Автобус доставил до остановки «Бутаково». Где-то неподалеку должна быть улица Московская.
Дверь открыла еще не старая, но явно опустившаяся женщина в домашнем халате. Ее трясущиеся руки производили отталкивающее впечатление, потому что сразу было понятно – это не последствия инсульта. Хозяйка осмотрела меня с головы до ног:
– Ты, что ли, Семен?
– Я.
– Проходи на кухню.
Тяжелый запах в квартире почти физически ударил по обонянию. Я прошел в крохотную кухню, где из всей мебели умещался лишь стол, две табуретки, газовая плита и обшарпанный холодильник, из которого хозяйка вытащила бутылку трехзвездочного коньяка, что меня невольно удивило. Логично было ожидать дешевую бормотуху или, в крайнем случае, паленую водку.
– Пить будешь?
– Нет. Вы хотели мне что-то передать?
– Садись, хоть посмотрю на тебя.
– Можно окно открыть? Душновато здесь.
– Валяй.
Подоконник был заставлен грязной посудой и банками с водой, в которых пускали перо луковицы. Чтобы открыть створку, пришлось передвинуть все в один угол. Прямо под окном на клумбе цвел куст шиповника, и его ветки, как любопытная соседка, сразу просунулись внутрь. Свежий воздух и мягкий аромат поздней весны несколько развеяли гнетущее настроение.

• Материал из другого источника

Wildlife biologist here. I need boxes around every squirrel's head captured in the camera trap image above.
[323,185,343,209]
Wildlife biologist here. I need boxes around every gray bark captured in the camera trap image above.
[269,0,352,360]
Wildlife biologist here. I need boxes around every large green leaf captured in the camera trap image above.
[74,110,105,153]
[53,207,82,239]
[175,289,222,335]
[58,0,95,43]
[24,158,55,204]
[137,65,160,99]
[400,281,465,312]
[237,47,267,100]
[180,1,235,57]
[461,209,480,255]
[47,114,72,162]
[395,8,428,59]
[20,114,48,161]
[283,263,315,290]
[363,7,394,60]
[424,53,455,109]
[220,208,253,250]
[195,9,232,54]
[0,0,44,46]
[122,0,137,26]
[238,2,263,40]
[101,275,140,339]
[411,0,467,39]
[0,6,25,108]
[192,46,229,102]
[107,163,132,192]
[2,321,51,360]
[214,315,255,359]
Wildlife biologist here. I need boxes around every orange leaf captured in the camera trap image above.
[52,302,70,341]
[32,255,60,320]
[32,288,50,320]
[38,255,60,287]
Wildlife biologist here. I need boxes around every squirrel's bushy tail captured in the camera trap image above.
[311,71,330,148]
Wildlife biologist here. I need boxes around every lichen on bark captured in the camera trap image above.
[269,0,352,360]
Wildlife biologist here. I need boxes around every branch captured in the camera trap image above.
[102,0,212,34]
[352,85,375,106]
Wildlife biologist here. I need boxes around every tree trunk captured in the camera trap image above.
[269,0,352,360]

– Решетки не собираетесь ставить? Все-таки первый этаж.
– У меня красть нечего, – махнула она рукой.
Я присел на край табурета. На клеенке валялись остатки предыдущих трапез, а сбоку стояли два глиняных горшка с землей. Обитавшие в них растения, по-видимому, давно высохли, и кашпо теперь использовались в качестве пепельниц.
– Похож на Женьку. Те же глаза и нос. – Хозяйка, оказывается, пристально разглядывала меня в то время, когда я искал чистое место в этом свинарнике.
– Вы сказали, что видели его…
– Да, встречались. Семь лет назад я еще видной телкой была, не то, что теперь. Мы с девчонками тогда на Ленинградке таких клиентов снимали, пальчики оближешь.
– Так сколько же вам… – Никогда не задаю этот дурацкий вопрос женщине, а тут вырвалось. Ну не могла она за семь лет превратиться…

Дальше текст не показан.